With a few exceptions, the top 10 winners followed the pattern of the 10 honourable mentions, with paintings or works with a “pretty” sensibility being featured. Many deserving works with hours of work and thought poured into them did not make the cut. Alexa Gargoum’s video piece, “INTRODUCTIONS,” installed cleverly under the stairs in the painting studio, received no attention. A montage of ‘80s graphic introductions complete with funky music left the viewer entranced and laughing at the same time. Tim Hoover’s drawing “Runway” filled the staircase wall, so tall that it gave the viewer a kink in the neck. This subtle and beautiful drawing made neither the honourable mentions nor the top 10, though it was clearly deserving of some recognition. Ryan Grover’s video “Blackout” was installed in a closet beside the Extended Practices room and showed 10 screenshots of electronics during a blackout, which was amazing. Sonali Menezes’ video of her waxing her legs in the Arboretum was also ignored. Emma Green’s “Reno Porn” was pointed out by the sculpture department, but was not featured in the official jurors’ picks. Shannon Carie received an award from the drawing department for her clever drawings made from melted popsicles, yet her lovely collection of colourful drawings were not featured in either of the jurors’ lists. Christie de Vouno wrote out the iTunes terms and conditions by hand and displayed this scroll of text along the ceiling of a staircase in Zavitz. This time consuming piece was not featured in any of the prizes given on Friday.
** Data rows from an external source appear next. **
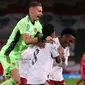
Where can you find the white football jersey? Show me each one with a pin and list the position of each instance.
(56, 72)
(42, 61)
(25, 61)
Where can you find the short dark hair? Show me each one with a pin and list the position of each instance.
(68, 31)
(48, 29)
(34, 4)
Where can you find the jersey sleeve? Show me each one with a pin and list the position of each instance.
(54, 50)
(66, 56)
(23, 27)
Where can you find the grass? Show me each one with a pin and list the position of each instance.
(72, 81)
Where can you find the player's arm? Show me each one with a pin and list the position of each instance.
(26, 34)
(28, 39)
(60, 58)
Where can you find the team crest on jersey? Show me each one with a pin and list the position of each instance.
(35, 30)
(28, 27)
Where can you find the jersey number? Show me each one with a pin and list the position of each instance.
(35, 56)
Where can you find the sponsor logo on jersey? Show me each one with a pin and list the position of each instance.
(28, 27)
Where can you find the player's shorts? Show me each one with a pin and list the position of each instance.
(56, 82)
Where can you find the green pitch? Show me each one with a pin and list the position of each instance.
(72, 81)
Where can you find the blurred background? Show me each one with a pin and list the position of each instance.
(61, 13)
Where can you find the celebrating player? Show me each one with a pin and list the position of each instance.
(22, 35)
(82, 70)
(67, 37)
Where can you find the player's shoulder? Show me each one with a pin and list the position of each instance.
(50, 42)
(23, 20)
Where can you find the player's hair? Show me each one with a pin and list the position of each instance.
(34, 4)
(68, 31)
(47, 30)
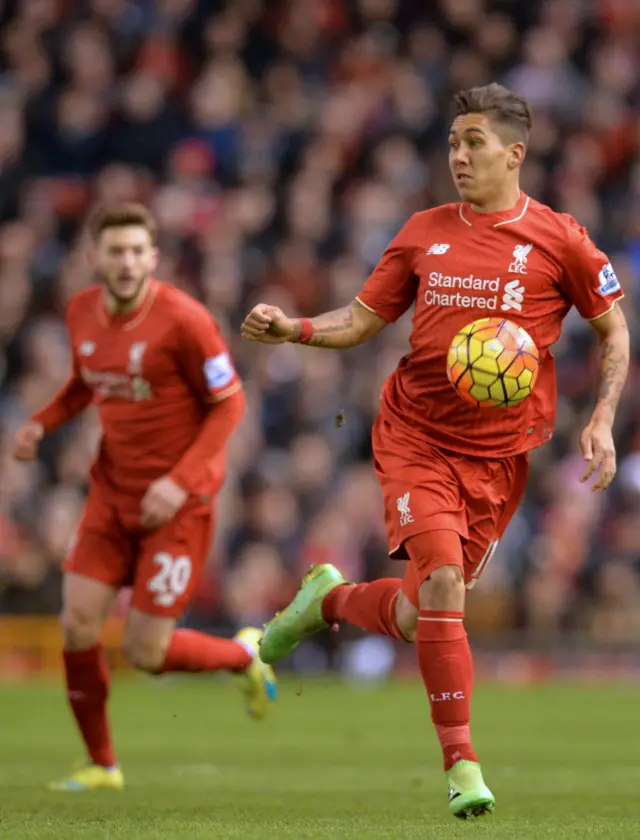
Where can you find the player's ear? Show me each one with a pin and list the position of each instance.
(516, 155)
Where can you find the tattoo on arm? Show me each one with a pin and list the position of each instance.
(614, 364)
(333, 328)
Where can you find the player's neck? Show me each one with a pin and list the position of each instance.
(117, 307)
(507, 199)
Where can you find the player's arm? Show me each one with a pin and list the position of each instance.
(387, 294)
(592, 286)
(71, 400)
(206, 365)
(613, 336)
(345, 327)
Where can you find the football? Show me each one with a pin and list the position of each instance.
(493, 363)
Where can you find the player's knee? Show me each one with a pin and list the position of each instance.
(144, 655)
(81, 629)
(443, 590)
(406, 617)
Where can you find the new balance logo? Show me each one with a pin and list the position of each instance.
(405, 511)
(438, 249)
(513, 296)
(520, 255)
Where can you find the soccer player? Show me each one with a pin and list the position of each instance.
(452, 474)
(153, 360)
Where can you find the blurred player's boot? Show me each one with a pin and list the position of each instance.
(303, 617)
(468, 794)
(257, 683)
(90, 777)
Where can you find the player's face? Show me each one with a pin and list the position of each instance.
(124, 257)
(481, 164)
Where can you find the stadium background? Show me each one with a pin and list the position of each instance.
(281, 145)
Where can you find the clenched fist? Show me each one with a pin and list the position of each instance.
(161, 502)
(269, 325)
(27, 438)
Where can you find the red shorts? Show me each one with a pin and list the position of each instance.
(430, 489)
(161, 566)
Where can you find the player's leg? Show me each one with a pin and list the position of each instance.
(168, 570)
(435, 580)
(93, 573)
(326, 598)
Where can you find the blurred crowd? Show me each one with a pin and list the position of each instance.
(281, 144)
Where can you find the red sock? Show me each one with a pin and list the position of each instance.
(87, 675)
(446, 666)
(370, 606)
(190, 650)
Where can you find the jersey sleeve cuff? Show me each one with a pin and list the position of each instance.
(606, 311)
(219, 396)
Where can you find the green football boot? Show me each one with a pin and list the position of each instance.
(468, 794)
(303, 616)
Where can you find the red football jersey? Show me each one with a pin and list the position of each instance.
(529, 264)
(153, 375)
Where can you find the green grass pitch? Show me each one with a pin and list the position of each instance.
(334, 761)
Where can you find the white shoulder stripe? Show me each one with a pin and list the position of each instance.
(517, 218)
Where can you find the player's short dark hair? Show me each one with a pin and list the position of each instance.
(125, 214)
(502, 106)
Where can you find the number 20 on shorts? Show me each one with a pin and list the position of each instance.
(171, 579)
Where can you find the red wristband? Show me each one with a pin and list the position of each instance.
(306, 331)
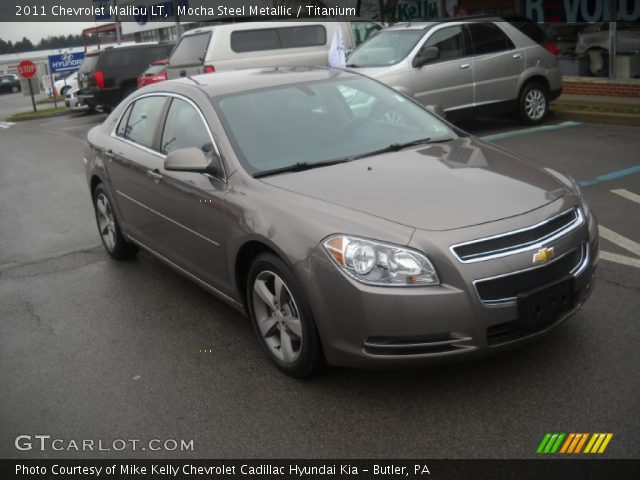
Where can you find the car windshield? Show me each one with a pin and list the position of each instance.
(321, 122)
(386, 48)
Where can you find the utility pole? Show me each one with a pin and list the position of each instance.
(118, 39)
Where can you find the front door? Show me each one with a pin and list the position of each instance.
(446, 81)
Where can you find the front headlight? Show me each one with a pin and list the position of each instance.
(377, 263)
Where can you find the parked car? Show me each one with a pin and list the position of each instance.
(72, 102)
(107, 76)
(259, 44)
(156, 72)
(466, 66)
(340, 235)
(9, 83)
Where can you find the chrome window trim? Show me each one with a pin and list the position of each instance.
(539, 243)
(188, 274)
(216, 244)
(159, 154)
(575, 272)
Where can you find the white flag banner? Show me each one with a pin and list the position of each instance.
(337, 58)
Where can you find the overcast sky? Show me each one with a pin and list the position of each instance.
(35, 31)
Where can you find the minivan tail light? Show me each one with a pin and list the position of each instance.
(552, 47)
(98, 78)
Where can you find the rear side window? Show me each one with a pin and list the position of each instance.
(152, 54)
(449, 42)
(531, 30)
(143, 119)
(488, 38)
(278, 38)
(88, 64)
(191, 50)
(184, 128)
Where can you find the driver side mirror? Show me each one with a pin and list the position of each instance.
(425, 56)
(194, 160)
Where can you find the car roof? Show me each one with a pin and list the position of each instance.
(247, 26)
(235, 81)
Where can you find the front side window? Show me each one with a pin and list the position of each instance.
(143, 119)
(386, 48)
(184, 128)
(363, 30)
(191, 50)
(488, 38)
(321, 121)
(449, 42)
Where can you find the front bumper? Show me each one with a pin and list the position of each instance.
(376, 327)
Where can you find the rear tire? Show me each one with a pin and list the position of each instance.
(533, 104)
(109, 228)
(282, 318)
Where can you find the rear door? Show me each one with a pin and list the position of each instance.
(448, 80)
(497, 63)
(189, 55)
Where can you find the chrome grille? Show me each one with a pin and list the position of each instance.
(519, 240)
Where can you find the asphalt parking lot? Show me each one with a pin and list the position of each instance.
(96, 349)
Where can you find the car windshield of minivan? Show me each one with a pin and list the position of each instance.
(308, 125)
(386, 48)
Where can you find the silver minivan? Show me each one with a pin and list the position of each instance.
(464, 67)
(235, 46)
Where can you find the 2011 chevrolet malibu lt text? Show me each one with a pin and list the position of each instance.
(345, 236)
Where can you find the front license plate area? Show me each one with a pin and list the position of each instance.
(545, 304)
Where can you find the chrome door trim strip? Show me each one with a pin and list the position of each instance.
(186, 273)
(577, 222)
(124, 195)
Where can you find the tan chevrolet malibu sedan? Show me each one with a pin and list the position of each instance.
(345, 237)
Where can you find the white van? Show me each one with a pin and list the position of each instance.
(233, 46)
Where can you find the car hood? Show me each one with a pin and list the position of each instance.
(432, 187)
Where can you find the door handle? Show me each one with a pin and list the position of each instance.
(154, 175)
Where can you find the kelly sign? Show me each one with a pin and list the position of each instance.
(65, 62)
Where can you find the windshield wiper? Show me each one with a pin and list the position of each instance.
(299, 167)
(395, 147)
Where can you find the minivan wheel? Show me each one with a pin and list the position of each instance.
(282, 316)
(108, 227)
(533, 104)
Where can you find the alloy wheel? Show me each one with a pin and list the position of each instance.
(106, 222)
(277, 317)
(535, 104)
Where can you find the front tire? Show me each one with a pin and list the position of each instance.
(282, 317)
(533, 104)
(109, 228)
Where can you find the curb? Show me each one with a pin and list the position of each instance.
(598, 117)
(36, 116)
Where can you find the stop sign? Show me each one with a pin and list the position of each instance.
(27, 69)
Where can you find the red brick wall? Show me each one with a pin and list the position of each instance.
(612, 89)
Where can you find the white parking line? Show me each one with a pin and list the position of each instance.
(619, 240)
(627, 194)
(622, 259)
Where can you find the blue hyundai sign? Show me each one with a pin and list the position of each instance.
(65, 62)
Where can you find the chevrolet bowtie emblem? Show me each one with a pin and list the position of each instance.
(543, 255)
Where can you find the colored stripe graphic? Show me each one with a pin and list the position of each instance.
(573, 443)
(598, 443)
(550, 443)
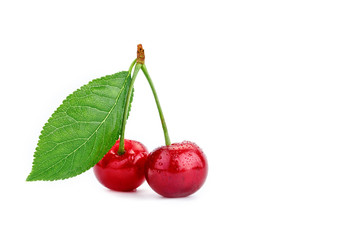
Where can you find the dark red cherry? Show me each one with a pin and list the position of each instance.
(122, 172)
(177, 170)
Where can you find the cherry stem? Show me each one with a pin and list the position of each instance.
(163, 123)
(127, 105)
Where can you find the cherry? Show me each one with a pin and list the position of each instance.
(176, 170)
(123, 172)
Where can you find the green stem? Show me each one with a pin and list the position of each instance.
(131, 66)
(163, 123)
(126, 109)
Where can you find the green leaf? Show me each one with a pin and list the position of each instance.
(82, 130)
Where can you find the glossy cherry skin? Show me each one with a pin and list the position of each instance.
(177, 170)
(122, 172)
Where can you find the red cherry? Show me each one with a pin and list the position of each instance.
(122, 172)
(177, 170)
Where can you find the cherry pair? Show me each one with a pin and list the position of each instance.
(174, 170)
(177, 170)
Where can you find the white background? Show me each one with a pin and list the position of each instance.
(269, 89)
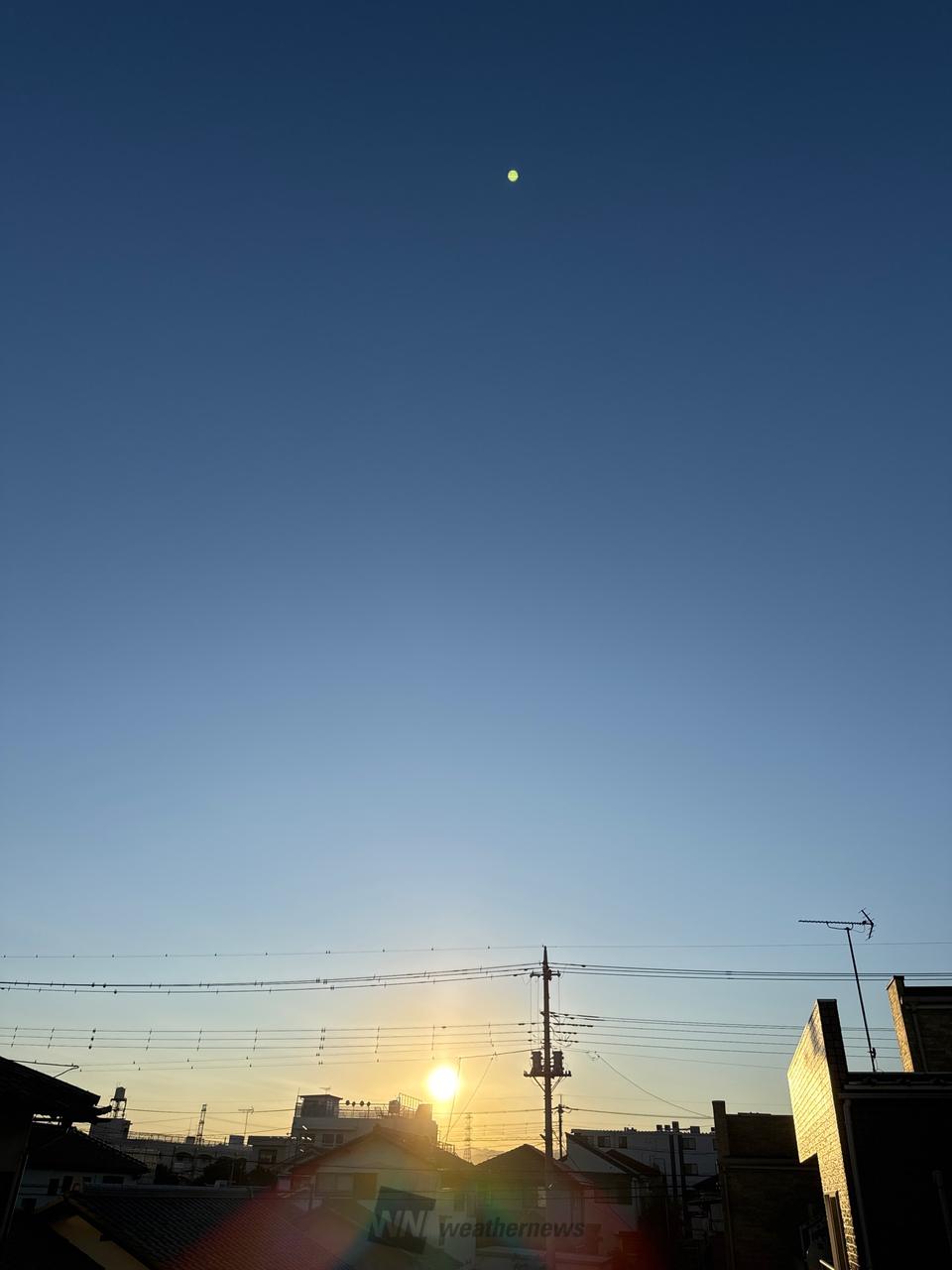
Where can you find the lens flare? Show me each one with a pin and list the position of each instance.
(442, 1083)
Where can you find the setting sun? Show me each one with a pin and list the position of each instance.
(442, 1083)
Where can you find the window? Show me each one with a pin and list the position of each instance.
(365, 1185)
(612, 1189)
(335, 1184)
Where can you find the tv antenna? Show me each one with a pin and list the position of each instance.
(866, 924)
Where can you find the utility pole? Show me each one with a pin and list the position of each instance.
(248, 1112)
(548, 1070)
(835, 925)
(547, 1055)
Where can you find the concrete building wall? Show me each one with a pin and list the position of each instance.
(923, 1023)
(815, 1076)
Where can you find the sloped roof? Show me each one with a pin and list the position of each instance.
(527, 1161)
(631, 1165)
(218, 1230)
(32, 1243)
(45, 1095)
(54, 1148)
(414, 1144)
(340, 1223)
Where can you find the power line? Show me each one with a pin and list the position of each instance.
(398, 978)
(429, 948)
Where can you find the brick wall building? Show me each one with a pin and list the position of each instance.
(881, 1143)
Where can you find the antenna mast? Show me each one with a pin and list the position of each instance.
(837, 925)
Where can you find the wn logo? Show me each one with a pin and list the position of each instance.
(400, 1219)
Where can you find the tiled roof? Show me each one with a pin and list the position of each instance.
(32, 1245)
(631, 1165)
(54, 1148)
(341, 1223)
(525, 1160)
(416, 1144)
(45, 1095)
(220, 1230)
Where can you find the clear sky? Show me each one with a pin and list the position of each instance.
(398, 556)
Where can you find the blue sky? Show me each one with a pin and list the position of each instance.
(393, 554)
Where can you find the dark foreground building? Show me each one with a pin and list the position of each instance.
(881, 1138)
(772, 1203)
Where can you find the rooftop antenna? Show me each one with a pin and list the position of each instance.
(837, 925)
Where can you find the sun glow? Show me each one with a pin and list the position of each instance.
(442, 1083)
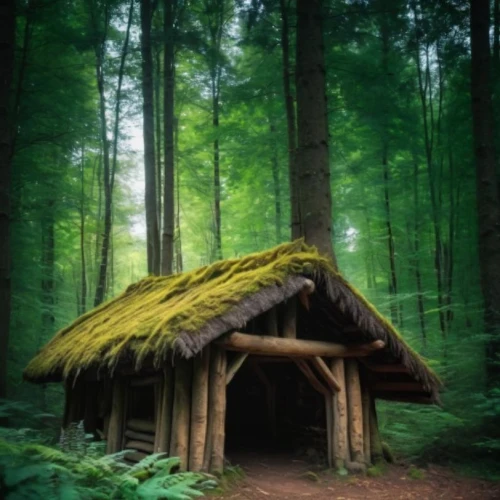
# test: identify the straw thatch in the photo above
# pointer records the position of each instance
(182, 313)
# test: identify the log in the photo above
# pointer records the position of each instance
(340, 441)
(355, 410)
(163, 428)
(323, 369)
(137, 424)
(214, 451)
(365, 396)
(140, 446)
(375, 441)
(140, 436)
(272, 322)
(290, 319)
(117, 417)
(260, 344)
(145, 381)
(199, 410)
(179, 444)
(235, 365)
(311, 377)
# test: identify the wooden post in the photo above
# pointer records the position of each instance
(163, 430)
(340, 442)
(214, 451)
(355, 408)
(179, 444)
(117, 417)
(199, 410)
(366, 424)
(290, 319)
(375, 441)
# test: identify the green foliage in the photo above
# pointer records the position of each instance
(31, 471)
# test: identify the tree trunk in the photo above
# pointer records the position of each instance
(168, 105)
(7, 41)
(296, 230)
(312, 155)
(153, 239)
(488, 201)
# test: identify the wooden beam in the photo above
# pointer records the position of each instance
(199, 410)
(322, 368)
(179, 443)
(399, 387)
(341, 453)
(290, 319)
(311, 377)
(145, 381)
(355, 407)
(117, 417)
(265, 345)
(235, 365)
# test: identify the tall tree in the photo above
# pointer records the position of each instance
(488, 198)
(152, 235)
(312, 124)
(7, 40)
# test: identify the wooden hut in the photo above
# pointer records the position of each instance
(257, 348)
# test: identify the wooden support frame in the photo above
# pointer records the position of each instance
(235, 365)
(199, 410)
(265, 345)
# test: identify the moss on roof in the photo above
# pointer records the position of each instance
(185, 311)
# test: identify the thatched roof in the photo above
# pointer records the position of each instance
(158, 316)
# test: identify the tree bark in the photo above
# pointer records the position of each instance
(168, 109)
(153, 238)
(296, 230)
(7, 41)
(312, 120)
(488, 200)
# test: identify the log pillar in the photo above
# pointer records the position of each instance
(179, 443)
(214, 450)
(340, 440)
(199, 410)
(117, 417)
(355, 410)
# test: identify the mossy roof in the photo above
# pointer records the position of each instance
(181, 313)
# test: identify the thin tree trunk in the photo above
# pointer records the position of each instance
(312, 121)
(7, 42)
(168, 103)
(153, 237)
(296, 230)
(488, 199)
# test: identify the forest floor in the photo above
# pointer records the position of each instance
(271, 477)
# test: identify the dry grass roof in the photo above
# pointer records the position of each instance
(184, 312)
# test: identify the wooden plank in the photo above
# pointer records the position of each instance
(214, 451)
(199, 410)
(163, 427)
(325, 372)
(140, 436)
(137, 424)
(117, 417)
(235, 365)
(179, 444)
(355, 409)
(290, 319)
(341, 453)
(398, 387)
(144, 446)
(145, 381)
(265, 345)
(311, 377)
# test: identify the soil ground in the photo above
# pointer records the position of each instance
(271, 477)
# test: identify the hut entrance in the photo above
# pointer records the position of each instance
(272, 408)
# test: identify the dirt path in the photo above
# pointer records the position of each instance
(279, 477)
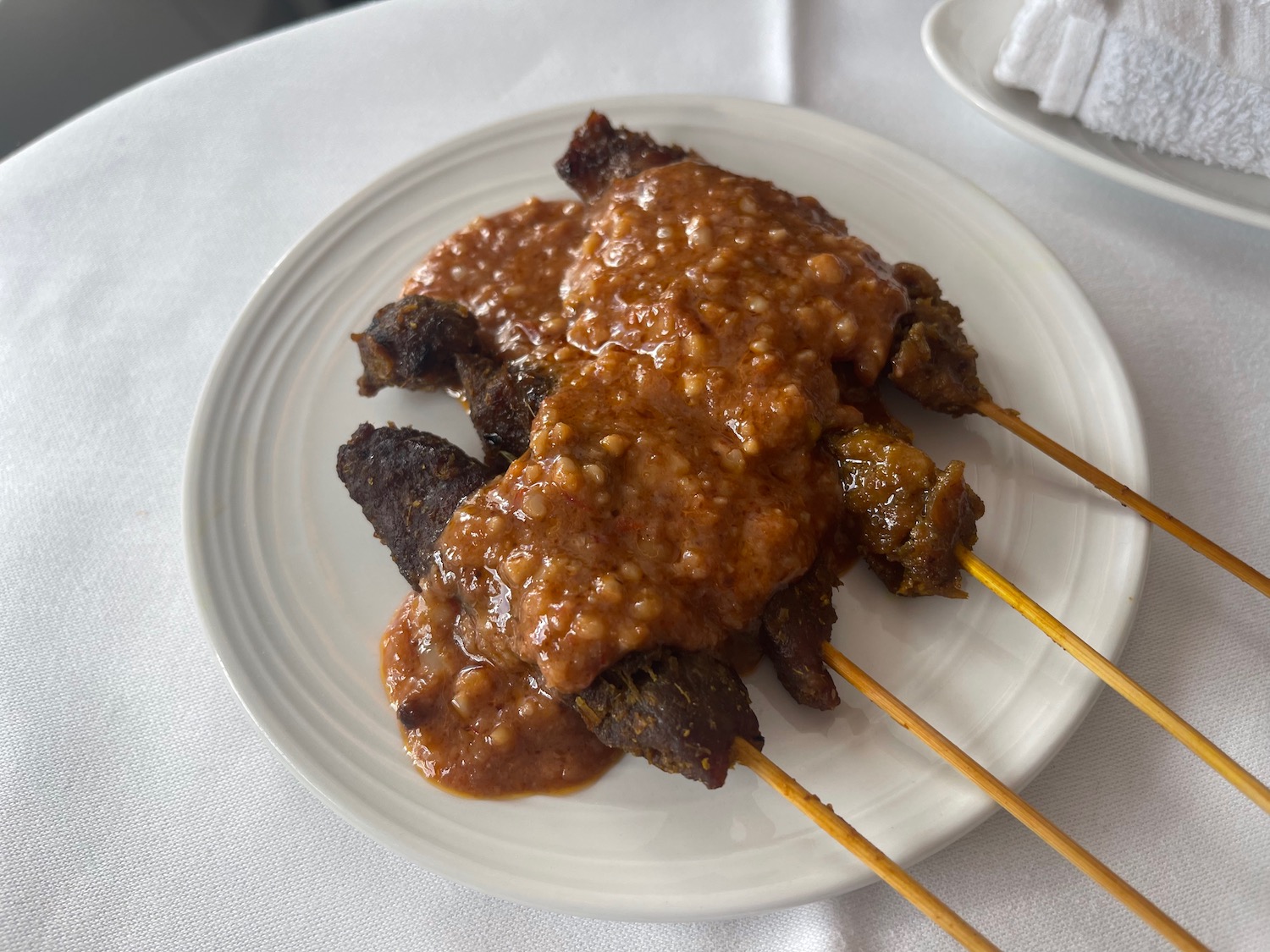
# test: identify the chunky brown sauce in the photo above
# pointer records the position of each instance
(507, 271)
(690, 319)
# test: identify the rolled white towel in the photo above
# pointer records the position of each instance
(1185, 76)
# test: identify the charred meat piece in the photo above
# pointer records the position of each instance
(411, 343)
(502, 400)
(906, 515)
(408, 484)
(932, 360)
(599, 154)
(678, 710)
(797, 622)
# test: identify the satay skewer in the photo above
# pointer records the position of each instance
(1117, 680)
(1024, 812)
(891, 872)
(1124, 495)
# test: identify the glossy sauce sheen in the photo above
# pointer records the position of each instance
(673, 479)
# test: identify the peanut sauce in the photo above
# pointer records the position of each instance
(673, 482)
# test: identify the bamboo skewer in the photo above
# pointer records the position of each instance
(1125, 497)
(1024, 812)
(1128, 688)
(746, 753)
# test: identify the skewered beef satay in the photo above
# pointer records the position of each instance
(502, 401)
(904, 513)
(797, 622)
(681, 711)
(601, 154)
(411, 343)
(408, 484)
(931, 360)
(678, 710)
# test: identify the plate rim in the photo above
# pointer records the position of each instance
(1084, 697)
(1071, 151)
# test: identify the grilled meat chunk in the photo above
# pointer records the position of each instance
(599, 154)
(411, 343)
(931, 360)
(797, 622)
(408, 484)
(678, 710)
(502, 400)
(906, 515)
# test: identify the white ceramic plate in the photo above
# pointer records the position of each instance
(962, 41)
(295, 591)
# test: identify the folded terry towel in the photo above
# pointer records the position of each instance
(1184, 76)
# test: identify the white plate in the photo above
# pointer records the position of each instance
(295, 591)
(962, 41)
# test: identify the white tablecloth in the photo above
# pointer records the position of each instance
(140, 809)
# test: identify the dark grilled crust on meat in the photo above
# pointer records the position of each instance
(599, 154)
(502, 400)
(678, 710)
(408, 484)
(931, 360)
(411, 343)
(797, 622)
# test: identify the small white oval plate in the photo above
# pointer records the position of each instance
(295, 591)
(962, 40)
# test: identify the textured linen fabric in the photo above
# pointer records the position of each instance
(1185, 78)
(140, 807)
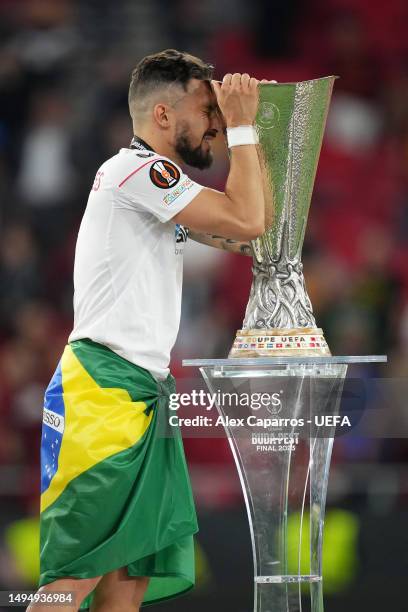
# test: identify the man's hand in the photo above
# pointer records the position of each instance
(237, 98)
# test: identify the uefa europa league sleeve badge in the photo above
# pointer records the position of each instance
(279, 316)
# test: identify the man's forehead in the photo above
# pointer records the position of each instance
(201, 91)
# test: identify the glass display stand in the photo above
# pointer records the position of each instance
(280, 415)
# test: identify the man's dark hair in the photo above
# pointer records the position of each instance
(165, 68)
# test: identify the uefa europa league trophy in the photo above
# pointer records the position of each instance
(282, 441)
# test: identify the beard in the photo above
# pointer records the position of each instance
(196, 157)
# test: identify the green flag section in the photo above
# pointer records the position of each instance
(22, 539)
(115, 493)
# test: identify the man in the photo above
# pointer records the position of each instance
(117, 514)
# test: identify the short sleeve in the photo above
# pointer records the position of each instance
(159, 186)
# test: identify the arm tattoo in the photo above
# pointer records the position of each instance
(227, 244)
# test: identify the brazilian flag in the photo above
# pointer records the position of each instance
(115, 490)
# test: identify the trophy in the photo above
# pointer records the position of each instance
(281, 451)
(279, 317)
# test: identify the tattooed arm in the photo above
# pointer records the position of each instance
(227, 244)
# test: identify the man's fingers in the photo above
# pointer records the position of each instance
(226, 81)
(216, 85)
(236, 80)
(245, 78)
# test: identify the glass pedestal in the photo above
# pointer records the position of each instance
(280, 415)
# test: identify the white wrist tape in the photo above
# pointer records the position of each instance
(241, 135)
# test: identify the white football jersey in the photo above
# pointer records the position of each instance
(129, 258)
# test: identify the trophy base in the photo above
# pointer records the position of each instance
(279, 342)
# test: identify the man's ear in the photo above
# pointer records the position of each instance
(161, 114)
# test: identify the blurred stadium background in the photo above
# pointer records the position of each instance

There is a time and place for pretty artworks, and they deserve recognition for the skill and time put into them. Favoring classical technique and style is far past passé. Some great artworks were featured in the jurors’ choices, but a graphite rendering of an object surpassed so many beautiful and intelligent works made by other artists. Maybe it was because the jurors were unaware of the many hours put into some of the works left unmentioned, and students in attendance were well aware of their peers hard work, but many students felt uneasy with the works featured that night as they walked away from the ceremony. Contemporary artists can appreciate the beauty of works like Claude Monet’s impressionist paintings or Jackson Pollock’s abstractions, but there needs to be accomodation for Donald Judd’s or Vito Acconci’s work as well.

The amount of time spent working on a piece of art is irrelevant to how it is received.